DatabaseRequirements

From WeBWorK_wiki
Revision as of 14:19, 22 January 2012 by Aubreyja (talk | contribs)
(diff) ← Older revision | Latest revision (diff) | Newer revision → (diff)
Jump to navigation Jump to search
This article has been retained as a historical document. It is not up-to-date and the formatting may be lacking. Use the information herein with caution.

Requirements for post-GDBM database architecture (with an increasing number of implementation notes)

Basic concepts

Expandability: We should be able to add columns to existing tables and add new tables without coding. (Coding may be required when there's some special behavior associated with the new element.) Also, existing client code should be able to remain ignorant of the new elements, and the database system should "do the right thing".

Lately, we want to be able to add new columns on-the-fly, without any explicit "ugrading" of existing tables. This is harder than it looks.

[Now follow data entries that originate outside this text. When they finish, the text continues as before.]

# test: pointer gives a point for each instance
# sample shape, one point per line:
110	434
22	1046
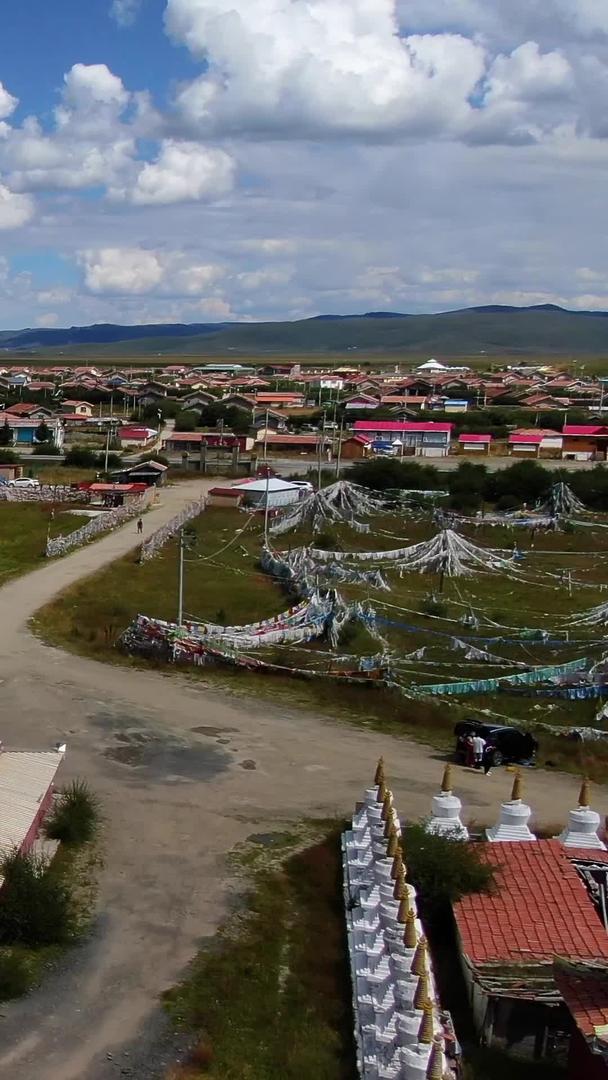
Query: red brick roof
540	909
585	994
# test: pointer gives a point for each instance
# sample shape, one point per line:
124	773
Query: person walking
478	745
488	758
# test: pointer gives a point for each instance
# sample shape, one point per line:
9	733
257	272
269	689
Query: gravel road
184	774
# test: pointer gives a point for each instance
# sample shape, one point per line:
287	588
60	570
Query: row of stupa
513	823
401	1031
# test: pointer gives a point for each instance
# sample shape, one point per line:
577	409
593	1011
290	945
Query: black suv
511	744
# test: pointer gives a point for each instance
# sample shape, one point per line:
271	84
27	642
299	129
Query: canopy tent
339	502
561	502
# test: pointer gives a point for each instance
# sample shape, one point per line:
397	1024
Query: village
264	630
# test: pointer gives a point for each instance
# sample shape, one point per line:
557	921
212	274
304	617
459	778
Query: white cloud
8	103
137	271
183	172
89	145
15	210
124	12
308	67
119	270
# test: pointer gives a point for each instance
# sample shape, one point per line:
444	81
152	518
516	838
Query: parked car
24	482
511	743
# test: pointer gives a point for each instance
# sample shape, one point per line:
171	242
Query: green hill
472	332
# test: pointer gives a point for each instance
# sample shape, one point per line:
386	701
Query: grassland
225	584
23	535
270	996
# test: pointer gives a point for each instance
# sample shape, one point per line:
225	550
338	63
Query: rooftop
540	909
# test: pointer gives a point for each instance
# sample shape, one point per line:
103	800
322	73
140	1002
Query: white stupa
445	817
581	831
514	817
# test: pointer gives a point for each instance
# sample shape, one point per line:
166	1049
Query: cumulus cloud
124	12
121	270
89	145
337	67
15	210
8	103
183	172
138	271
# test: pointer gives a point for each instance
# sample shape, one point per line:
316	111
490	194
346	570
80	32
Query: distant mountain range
495	329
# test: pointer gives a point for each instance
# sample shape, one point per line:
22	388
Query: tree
43	433
37	906
526	482
76	814
443	869
5	434
186	421
81	457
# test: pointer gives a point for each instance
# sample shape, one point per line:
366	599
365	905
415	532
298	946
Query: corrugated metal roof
25	778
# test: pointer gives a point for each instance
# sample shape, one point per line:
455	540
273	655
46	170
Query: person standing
478	745
488	758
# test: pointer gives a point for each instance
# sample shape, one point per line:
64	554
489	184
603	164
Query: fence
158	540
46	493
110	520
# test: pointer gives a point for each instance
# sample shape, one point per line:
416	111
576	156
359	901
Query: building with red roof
422	439
540	909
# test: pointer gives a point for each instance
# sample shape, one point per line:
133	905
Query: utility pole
320	456
180	580
339	454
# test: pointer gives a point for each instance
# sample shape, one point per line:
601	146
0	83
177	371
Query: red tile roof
585	994
585	429
540	909
401	426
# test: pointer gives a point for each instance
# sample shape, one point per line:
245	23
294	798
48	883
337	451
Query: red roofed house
535	441
423	439
510	939
583	442
470	442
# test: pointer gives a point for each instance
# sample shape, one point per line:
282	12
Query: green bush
46	449
81	457
16	974
37	906
443	869
76	814
115	460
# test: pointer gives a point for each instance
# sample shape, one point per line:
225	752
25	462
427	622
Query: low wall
106	522
162	536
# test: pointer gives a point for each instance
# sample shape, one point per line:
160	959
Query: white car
24	482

  • One way to do this would be to have some file somewhere that would list the fields in each table, and at startup time (for certain values of startup), the database system would compare this list to the list of fields in the actual table. If we connect to the database at child init time and leave that handle around for multiple requests, we can do this pretty efficiently. However, the cost would be related to the number of courses, and could get pretty big. I don't know how big, but maybe really big. :-)
  • If we wait for the request to do the check, we only have to do it for the course (and for any non-course-specific tables we happen to have), but I don't think it would be feasible, since we'd have to do the check before every request.

Either tactic above could be improved by recording the "version" of the tables in a particular course in a global course table, and requiring that the version is updated whenever the field list changes. Then we'd be down to finding low values at child init time, or checking a single integer at request time. So with that optimization, I chose updating all out-of-date courses at child init time.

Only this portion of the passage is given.